Dotsie, it is hard to say how she is - her mental illness is so pervasive in her life. I still have conversations with what I know to be her "others", but I no longer acknowledge "them" while we speak. I have mixed feelings about the whole MPD diagnosis. She is on a huge cocktail of 'anti-just about everything' drugs.

Her daughter recently had a baby. Shortly before the birth, she told my friend that she could only be around the baby as herself - her "others" were not to be present around the baby. My friend was upset by this, but she has put so many limitations on her own mother's participation in her life, it was kind of a case of 'full circle'.

She is functioning quite well, still in flashback therapy 3 times a week. I can always tell when she is still in the flashback after having her here for those months.

It can be really freaky having conversations with multiple persons all coming out of the same mouth. Each one has distinct facial expressions, handwriting and mannerisms.
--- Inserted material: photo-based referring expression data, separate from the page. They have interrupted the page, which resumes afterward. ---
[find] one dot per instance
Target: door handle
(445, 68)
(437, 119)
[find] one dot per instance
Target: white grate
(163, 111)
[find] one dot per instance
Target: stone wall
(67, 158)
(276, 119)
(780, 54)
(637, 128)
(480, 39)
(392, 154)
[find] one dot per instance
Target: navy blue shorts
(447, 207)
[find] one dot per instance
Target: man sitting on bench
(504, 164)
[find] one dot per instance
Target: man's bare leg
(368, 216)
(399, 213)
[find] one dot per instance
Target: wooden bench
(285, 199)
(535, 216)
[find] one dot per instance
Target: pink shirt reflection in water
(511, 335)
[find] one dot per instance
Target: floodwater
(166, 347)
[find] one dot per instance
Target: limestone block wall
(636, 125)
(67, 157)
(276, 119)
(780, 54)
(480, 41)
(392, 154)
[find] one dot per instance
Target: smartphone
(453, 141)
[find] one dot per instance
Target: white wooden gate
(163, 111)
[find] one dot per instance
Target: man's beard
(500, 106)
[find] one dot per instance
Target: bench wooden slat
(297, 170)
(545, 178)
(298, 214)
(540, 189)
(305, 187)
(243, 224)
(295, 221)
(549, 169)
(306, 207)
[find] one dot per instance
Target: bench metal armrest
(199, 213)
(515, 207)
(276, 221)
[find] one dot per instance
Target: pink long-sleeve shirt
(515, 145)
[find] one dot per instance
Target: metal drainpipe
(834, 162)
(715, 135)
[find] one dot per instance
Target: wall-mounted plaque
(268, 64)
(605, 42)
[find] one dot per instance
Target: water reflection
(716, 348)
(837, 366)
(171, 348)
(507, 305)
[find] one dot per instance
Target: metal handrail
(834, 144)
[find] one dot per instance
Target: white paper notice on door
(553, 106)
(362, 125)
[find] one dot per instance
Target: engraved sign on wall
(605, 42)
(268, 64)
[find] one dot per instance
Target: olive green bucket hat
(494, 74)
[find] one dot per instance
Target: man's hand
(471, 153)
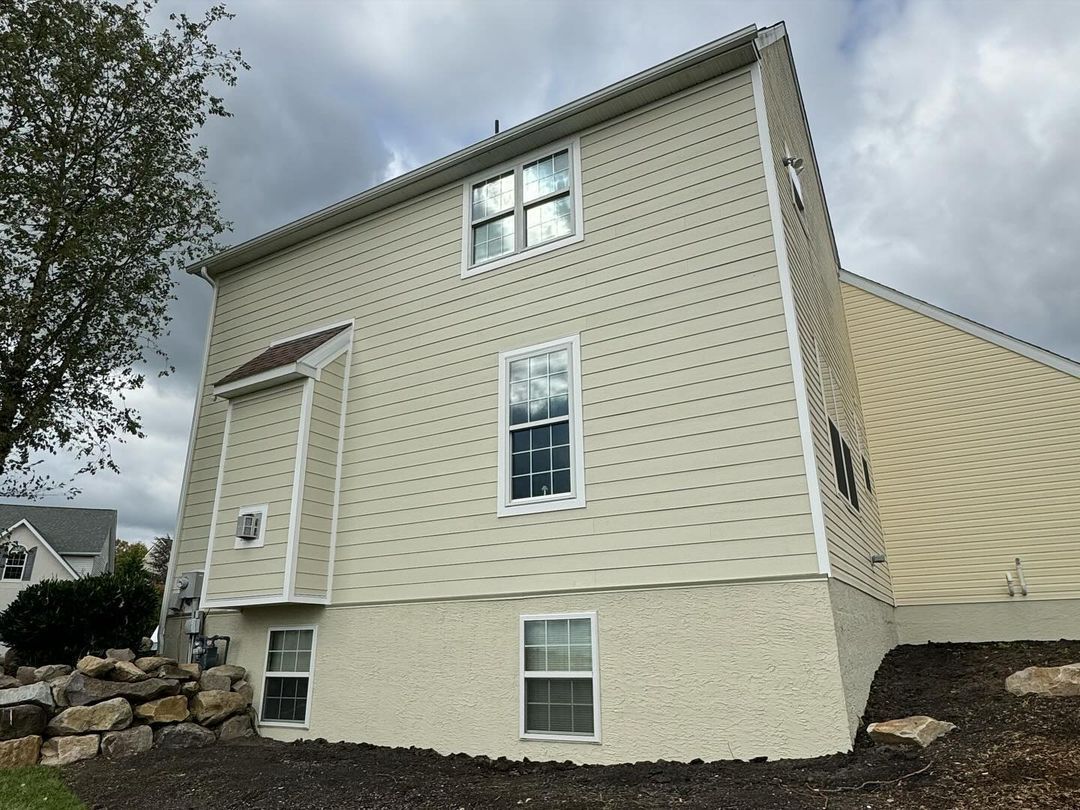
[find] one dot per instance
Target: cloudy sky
(947, 135)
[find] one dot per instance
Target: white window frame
(310, 675)
(261, 510)
(469, 268)
(22, 568)
(595, 737)
(574, 499)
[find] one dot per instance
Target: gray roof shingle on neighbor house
(282, 354)
(68, 529)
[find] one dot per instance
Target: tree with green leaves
(103, 198)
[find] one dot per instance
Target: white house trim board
(787, 295)
(44, 543)
(959, 322)
(296, 505)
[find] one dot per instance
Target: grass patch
(34, 787)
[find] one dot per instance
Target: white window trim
(310, 675)
(468, 268)
(262, 510)
(574, 499)
(595, 738)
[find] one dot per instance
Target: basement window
(559, 678)
(522, 208)
(286, 686)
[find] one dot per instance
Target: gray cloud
(945, 133)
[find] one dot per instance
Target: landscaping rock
(19, 753)
(58, 687)
(174, 672)
(82, 690)
(129, 742)
(94, 666)
(26, 675)
(152, 662)
(67, 750)
(214, 682)
(111, 715)
(231, 672)
(243, 688)
(210, 707)
(917, 731)
(1049, 682)
(52, 672)
(38, 693)
(184, 736)
(193, 670)
(164, 710)
(235, 728)
(18, 721)
(127, 673)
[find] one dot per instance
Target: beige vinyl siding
(259, 468)
(851, 537)
(977, 454)
(692, 458)
(316, 514)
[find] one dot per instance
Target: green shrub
(58, 621)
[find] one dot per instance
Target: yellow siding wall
(692, 454)
(852, 537)
(313, 550)
(259, 468)
(977, 455)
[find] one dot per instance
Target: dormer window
(523, 208)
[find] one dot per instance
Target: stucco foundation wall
(712, 672)
(1047, 620)
(865, 631)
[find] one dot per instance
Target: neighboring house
(55, 542)
(555, 441)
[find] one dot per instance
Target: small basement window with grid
(286, 686)
(522, 207)
(559, 684)
(540, 461)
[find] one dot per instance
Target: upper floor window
(541, 463)
(14, 563)
(523, 208)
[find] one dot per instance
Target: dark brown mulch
(1008, 752)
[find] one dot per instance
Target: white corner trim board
(963, 324)
(787, 294)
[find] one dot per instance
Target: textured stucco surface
(1010, 621)
(865, 631)
(716, 672)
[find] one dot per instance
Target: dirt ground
(1008, 752)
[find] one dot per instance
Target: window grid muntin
(582, 687)
(523, 205)
(14, 565)
(539, 383)
(283, 701)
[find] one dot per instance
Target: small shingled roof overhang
(282, 362)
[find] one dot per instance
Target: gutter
(710, 61)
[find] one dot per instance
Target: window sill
(561, 738)
(468, 272)
(531, 508)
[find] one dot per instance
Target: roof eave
(715, 58)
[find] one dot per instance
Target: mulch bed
(1008, 752)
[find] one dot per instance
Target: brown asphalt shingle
(282, 354)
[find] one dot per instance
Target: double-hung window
(561, 692)
(14, 563)
(522, 208)
(541, 461)
(286, 685)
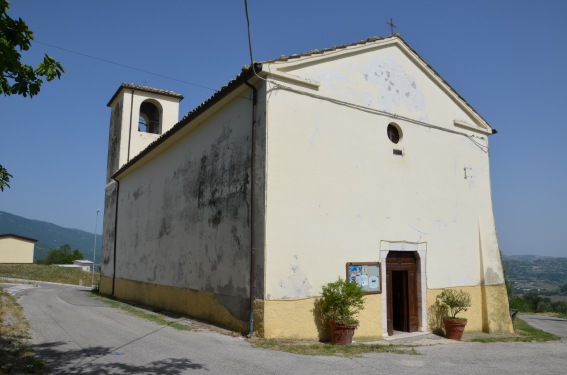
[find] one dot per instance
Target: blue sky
(506, 58)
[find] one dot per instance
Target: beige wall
(335, 190)
(330, 190)
(16, 250)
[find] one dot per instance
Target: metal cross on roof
(392, 26)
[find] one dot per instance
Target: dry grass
(51, 273)
(353, 350)
(16, 356)
(524, 333)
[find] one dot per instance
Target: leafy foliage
(341, 301)
(4, 177)
(18, 78)
(455, 301)
(62, 255)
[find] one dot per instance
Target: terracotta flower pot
(342, 333)
(454, 328)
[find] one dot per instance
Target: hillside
(50, 235)
(540, 274)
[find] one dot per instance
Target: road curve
(80, 335)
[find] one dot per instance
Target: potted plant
(340, 302)
(454, 301)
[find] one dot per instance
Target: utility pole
(94, 248)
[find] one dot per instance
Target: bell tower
(139, 116)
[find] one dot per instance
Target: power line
(126, 66)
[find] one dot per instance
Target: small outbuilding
(16, 249)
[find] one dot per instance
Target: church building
(359, 161)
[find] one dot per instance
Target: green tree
(62, 255)
(18, 78)
(4, 178)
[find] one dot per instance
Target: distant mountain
(541, 274)
(50, 236)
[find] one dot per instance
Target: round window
(394, 133)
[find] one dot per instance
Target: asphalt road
(80, 335)
(556, 326)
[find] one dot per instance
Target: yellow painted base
(199, 305)
(489, 311)
(297, 319)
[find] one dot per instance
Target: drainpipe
(115, 235)
(130, 130)
(252, 216)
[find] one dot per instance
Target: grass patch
(524, 333)
(141, 313)
(353, 350)
(16, 355)
(50, 273)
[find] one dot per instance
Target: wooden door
(401, 279)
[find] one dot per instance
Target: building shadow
(99, 359)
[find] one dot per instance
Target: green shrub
(341, 301)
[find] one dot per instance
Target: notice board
(365, 274)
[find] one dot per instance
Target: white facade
(263, 195)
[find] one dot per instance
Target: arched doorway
(401, 281)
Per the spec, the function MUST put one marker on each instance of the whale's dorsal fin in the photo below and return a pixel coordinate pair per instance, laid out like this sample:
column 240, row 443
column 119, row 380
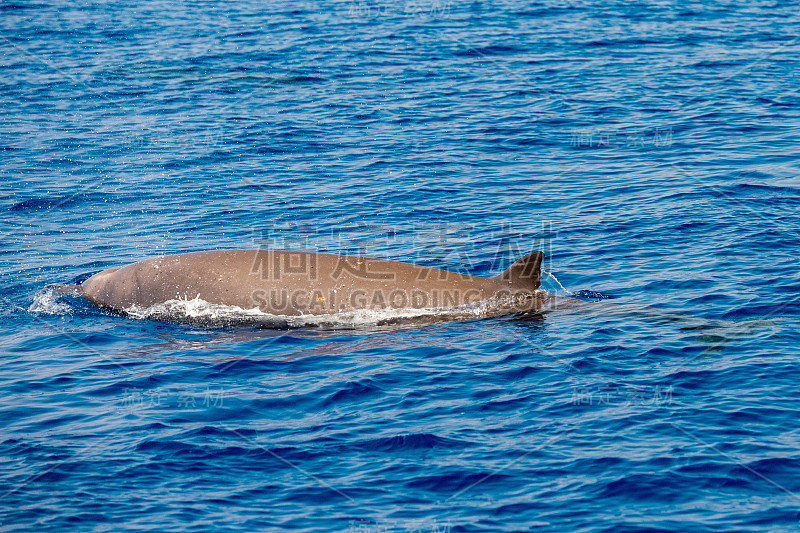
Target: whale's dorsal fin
column 526, row 272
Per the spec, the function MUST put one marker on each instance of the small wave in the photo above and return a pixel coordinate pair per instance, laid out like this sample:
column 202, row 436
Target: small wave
column 55, row 299
column 202, row 313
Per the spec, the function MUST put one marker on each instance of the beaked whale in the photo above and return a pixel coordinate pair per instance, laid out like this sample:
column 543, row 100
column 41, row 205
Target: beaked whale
column 304, row 283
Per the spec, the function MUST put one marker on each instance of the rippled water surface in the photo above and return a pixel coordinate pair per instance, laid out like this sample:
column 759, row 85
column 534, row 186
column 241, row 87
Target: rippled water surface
column 650, row 149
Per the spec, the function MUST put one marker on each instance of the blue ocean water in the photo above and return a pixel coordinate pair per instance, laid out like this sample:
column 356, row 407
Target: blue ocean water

One of "them" actually stole my car once. "They" returned to her own home once and had a tea party (table was set for at least 4) before returning to me and several of "them" telling me about it.

This all took a lot of concentration and energy to deal with. There were nights I had to curl up with her, holding her in my arms like a child, to get her to sleep. The child in her was afraid of her dead father finding her.

My dh and sons were angels through it all. This all happened right at the beginning of harvest, so I was unable to run the machines as much as I would have normally. There were several times I HAD to swath or combine and had to take her with me like a child because I couldn't leave her alone.

Once when I told my cousin, a retired mental health professional, that it often seemed as though she wanted to just crawl under my skin and be me. He said, "No, it is your womb she wants to be in." That kind of scared me and creeped me out for a while.

I look back and still can't see an alternative for her at the time. As a result, she and I have a depth to our friendship that happens rarely in a person's lifetime. She has a heart of gold beneath all the layers of illness. My deepest wish for her is to be able to put it all behind her and live in the day but realistically, I just don't see that happening.

Chatty, I would dearly love to personally strangle all those who caused this brutal hell that she lives in!